March 14, 2006

COMPACT - Comparative Package for Clustering Assessment (Version 2.0)

By Roy Varshavsky[1]

Roy Varshavsky, Michal Linial, David Horn, COMPACT: A Comparative Package for Clustering Assessment, Lecture Notes in Computer Science, Volume 3759, Oct 2005, Pages 159 - 167

Outline

COMPACT is a GUI Matlab tool that enables an easy and intuitive way to compare some clustering methods.

COMPACT is a five-step wizard that envelops some basic Matlab clustering methods and introduces the Quantum clustering algorithm that was originally proposed by Prof. David Horn and Assaf Gottlieb (see The Method of Quantum Clustering, for more details). COMPACT provides a flexible and customizable interface for clustering data with high dimensionality.
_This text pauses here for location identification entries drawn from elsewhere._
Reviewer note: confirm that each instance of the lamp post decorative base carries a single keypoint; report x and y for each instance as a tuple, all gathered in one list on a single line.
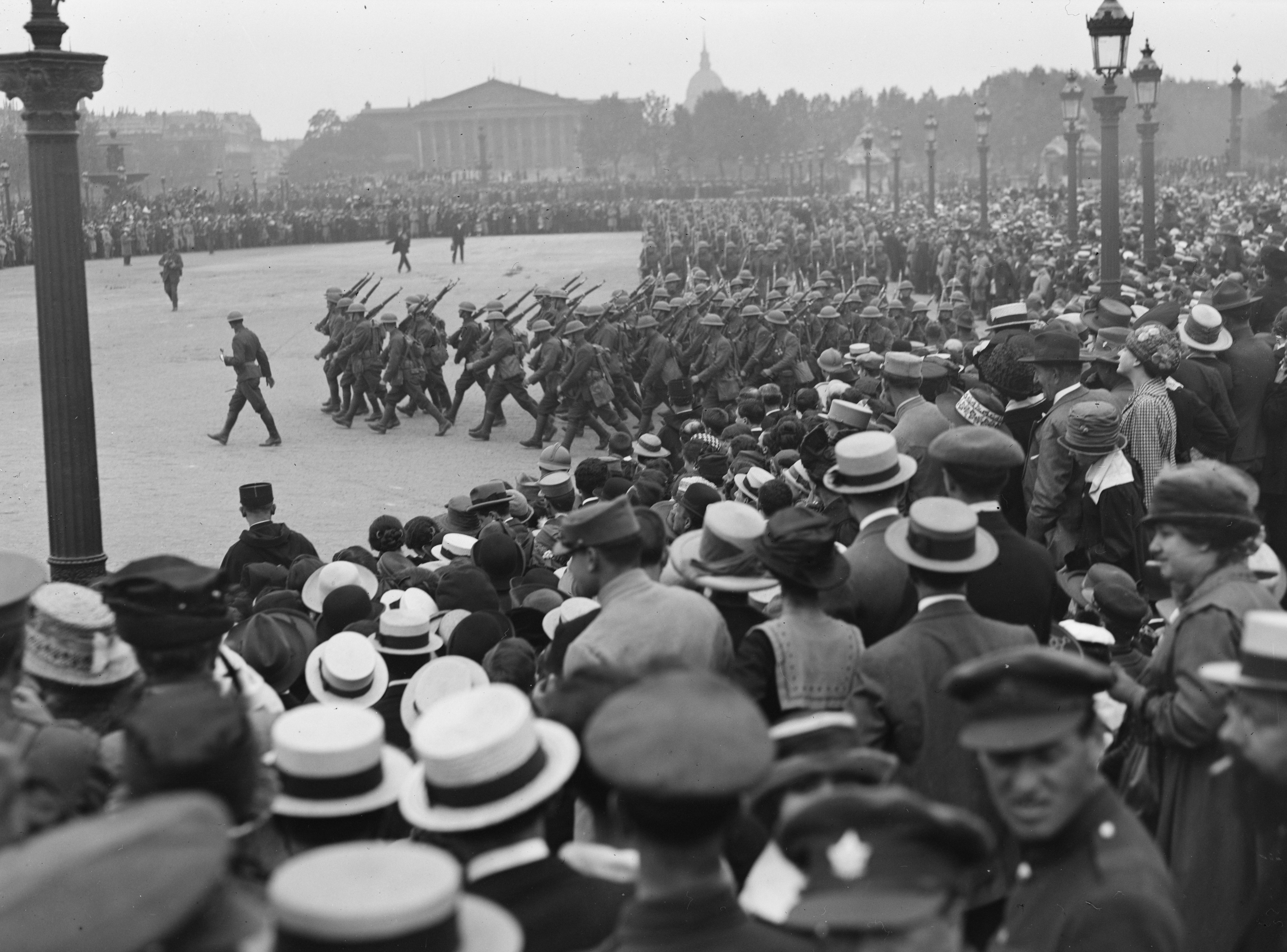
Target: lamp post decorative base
[(52, 83)]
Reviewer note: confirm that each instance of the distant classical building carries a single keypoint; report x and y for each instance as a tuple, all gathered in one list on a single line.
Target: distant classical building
[(189, 147), (703, 82), (513, 129)]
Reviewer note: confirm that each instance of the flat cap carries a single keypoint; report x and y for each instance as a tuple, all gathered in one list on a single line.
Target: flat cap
[(600, 524), (980, 447), (1025, 698), (680, 735)]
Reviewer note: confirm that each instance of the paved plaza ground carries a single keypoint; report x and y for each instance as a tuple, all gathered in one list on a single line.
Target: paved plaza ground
[(160, 389)]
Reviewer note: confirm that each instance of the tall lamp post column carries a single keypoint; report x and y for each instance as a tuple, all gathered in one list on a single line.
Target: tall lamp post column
[(8, 210), (896, 156), (868, 138), (1070, 105), (931, 138), (1110, 35), (1147, 78), (1236, 120), (51, 82), (982, 123)]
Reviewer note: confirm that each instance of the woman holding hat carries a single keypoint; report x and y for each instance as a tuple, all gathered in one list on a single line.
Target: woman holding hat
[(1204, 530), (805, 659)]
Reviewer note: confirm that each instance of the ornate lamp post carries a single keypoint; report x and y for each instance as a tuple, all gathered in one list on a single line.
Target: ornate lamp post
[(1147, 78), (1070, 105), (1110, 37), (51, 82), (896, 155), (868, 138), (8, 210), (1236, 120), (931, 138), (982, 123)]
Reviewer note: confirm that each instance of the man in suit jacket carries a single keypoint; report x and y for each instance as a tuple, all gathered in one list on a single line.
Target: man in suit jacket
[(899, 703), (1020, 587), (1052, 479), (872, 476), (917, 423)]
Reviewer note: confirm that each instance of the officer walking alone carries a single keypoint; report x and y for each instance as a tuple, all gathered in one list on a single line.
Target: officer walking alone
[(252, 363)]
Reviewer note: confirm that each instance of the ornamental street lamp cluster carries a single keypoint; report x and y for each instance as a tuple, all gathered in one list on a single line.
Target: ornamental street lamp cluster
[(1110, 37), (1147, 78), (1070, 103), (982, 123), (931, 138)]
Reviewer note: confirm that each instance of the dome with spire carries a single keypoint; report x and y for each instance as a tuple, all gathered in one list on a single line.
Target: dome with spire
[(703, 82)]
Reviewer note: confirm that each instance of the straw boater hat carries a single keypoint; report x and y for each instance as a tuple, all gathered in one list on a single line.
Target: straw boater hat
[(347, 671), (454, 546), (334, 576), (384, 896), (435, 681), (407, 640), (334, 762), (868, 462), (485, 758), (1204, 330), (943, 536), (721, 556), (1263, 655), (73, 640)]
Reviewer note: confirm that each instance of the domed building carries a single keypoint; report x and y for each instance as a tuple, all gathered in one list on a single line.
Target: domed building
[(703, 82)]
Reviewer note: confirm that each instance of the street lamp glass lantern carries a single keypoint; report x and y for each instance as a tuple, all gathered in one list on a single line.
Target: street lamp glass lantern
[(1070, 98), (982, 120), (1147, 76), (1110, 37)]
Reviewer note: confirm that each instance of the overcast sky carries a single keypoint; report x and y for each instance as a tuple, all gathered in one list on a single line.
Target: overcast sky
[(284, 60)]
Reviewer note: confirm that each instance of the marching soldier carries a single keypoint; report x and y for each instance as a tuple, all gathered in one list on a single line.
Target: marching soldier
[(508, 377), (546, 360), (252, 363), (403, 376), (362, 351), (714, 367)]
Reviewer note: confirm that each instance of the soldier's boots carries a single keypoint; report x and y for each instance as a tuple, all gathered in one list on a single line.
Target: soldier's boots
[(275, 439), (485, 430), (537, 439), (222, 437)]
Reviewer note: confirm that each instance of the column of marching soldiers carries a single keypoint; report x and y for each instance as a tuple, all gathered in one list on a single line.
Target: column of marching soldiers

COMPACT allows both textual and graphical display for the clustering results.

 

How to install

COMPACT is a self-extracting package. In order to install and run the COMPACT tool, follow these three easy steps:

1.      Download the COMPACT.zip packaged to your local drive.

2.      Add the COMPACT destination directory to your Matlab path.

3.      Within Matlab, type 'compact' at the command prompt.

 

Steps

In order to run the COMPACT properly, you should follow five steps. These steps are mandatory and cannot be skipped. However, in each one of the steps you can return to the previous step(s) and change your settings.

1.      Input parameters

COMPACT receives two input parameters, which are Matlab base workspace variables (i.e., must be defined in Matlab workspace before running the COMPACT).

·              Data (Mandatory field) - two-dimensional matrix of doubles. Represents the elements (objects to be clustered can be either columns or rows).

·              Real classification (Optional field) - one-dimensional vector. Represents the real classification of the elements (i.e., the class of the i-th element appears in the i-th place in the vector). Therefore, the vector’s length must be equal to the number of elements in the Data matrix (an error occurs otherwise).

The two input parameters can be either typed in or selected from the base workspace.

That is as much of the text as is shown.